Most recent kernel where this bug did not occur: Distribution: all 2.6 based ones Hardware Environment: i386 & x64 Software Environment: Problem Description: Steps to reproduce: Verified that this is present in 2.6.13 (and all earlier 2.6 kernels that I checked). There is a simple initialization order bug: worqueues are initialized too late. init/main.c:init() executes initializers in this order: smp_prepare_cpus(max_cpus); <-- start APIC timer interrupts do_pre_smp_initcalls(); fixup_cpu_present_map(); smp_init(); sched_init_smp(); cpuset_init_smp(); /* * Do this before initcalls, because some drivers want to access * firmware files. */ populate_rootfs(); do_basic_setup(); <-- calls init_workqueues() - too late The problem is that we have APIC timer interrupts enabled before workqueues are initialized. This is bad because some timer interrupt callbacks defer work via workqueues. For instance, con_init() schedules a timer callback (well, in 10 minutes). This callback uses a workqueue: static void blank_screen_t(unsigned long dummy) { blank_timer_expired = 1; schedule_work(&console_work); <<--- the culprit } There may be other similar callbacks now or there will be some in the future. Since workqueues are a mechanism to defer work, it is better to have them initialized before timer (and other) interrupts are enabled. workqueue is a simple data structure - it should be possible to move init_workqueues() above smp_prepare_cpus() in init().

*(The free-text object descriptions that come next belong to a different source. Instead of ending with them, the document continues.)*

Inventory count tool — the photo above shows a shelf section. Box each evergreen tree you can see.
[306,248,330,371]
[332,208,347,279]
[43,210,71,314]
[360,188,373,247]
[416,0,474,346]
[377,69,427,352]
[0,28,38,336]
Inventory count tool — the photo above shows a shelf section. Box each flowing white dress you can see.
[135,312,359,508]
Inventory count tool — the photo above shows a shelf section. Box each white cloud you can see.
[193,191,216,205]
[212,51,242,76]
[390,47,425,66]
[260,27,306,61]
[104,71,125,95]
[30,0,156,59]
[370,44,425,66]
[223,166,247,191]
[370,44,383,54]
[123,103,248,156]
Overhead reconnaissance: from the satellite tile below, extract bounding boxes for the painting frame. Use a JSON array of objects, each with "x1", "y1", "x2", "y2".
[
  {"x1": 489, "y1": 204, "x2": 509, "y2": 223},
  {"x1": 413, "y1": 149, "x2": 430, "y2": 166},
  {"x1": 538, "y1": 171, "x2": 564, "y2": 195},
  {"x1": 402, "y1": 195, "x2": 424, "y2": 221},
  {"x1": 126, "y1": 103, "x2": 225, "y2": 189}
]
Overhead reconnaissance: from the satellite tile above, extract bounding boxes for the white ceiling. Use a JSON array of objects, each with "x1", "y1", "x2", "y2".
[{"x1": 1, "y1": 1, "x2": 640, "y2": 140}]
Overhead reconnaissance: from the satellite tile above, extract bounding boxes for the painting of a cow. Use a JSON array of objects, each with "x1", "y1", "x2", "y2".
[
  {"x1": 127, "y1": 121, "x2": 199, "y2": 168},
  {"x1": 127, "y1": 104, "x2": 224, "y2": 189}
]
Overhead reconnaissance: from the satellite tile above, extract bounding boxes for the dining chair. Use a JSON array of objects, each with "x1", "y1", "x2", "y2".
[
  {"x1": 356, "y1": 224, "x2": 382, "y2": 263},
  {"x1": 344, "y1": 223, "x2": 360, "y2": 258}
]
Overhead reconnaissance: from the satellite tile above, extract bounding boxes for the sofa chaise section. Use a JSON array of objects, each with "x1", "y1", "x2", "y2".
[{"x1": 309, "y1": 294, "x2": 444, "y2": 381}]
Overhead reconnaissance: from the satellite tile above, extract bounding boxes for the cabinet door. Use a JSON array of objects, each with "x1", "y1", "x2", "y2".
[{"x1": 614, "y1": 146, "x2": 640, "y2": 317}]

We are actually hitting this bug in VMware. In our case, the screen blanking callback above is triggered before init_workqueues(). It is triggered before its scheduled 10min timeout because of Bug 5366 that might cause jiffies to jump forward into the future. http://bugzilla.kernel.org/show_bug.cgi?id=5366 Filing under "Timers", but this might not be the most appopriate category.
hm, I thought this came up before and we fixed it. Oh well. Please send a patch ;)
Does this bug still exist now that #5366 is closed?
Boris: This bug is a bit stale. Now that bug #5366 is closed, do you still see the issue w/ 2.6.16+ ?
No response for awhile now. Closing.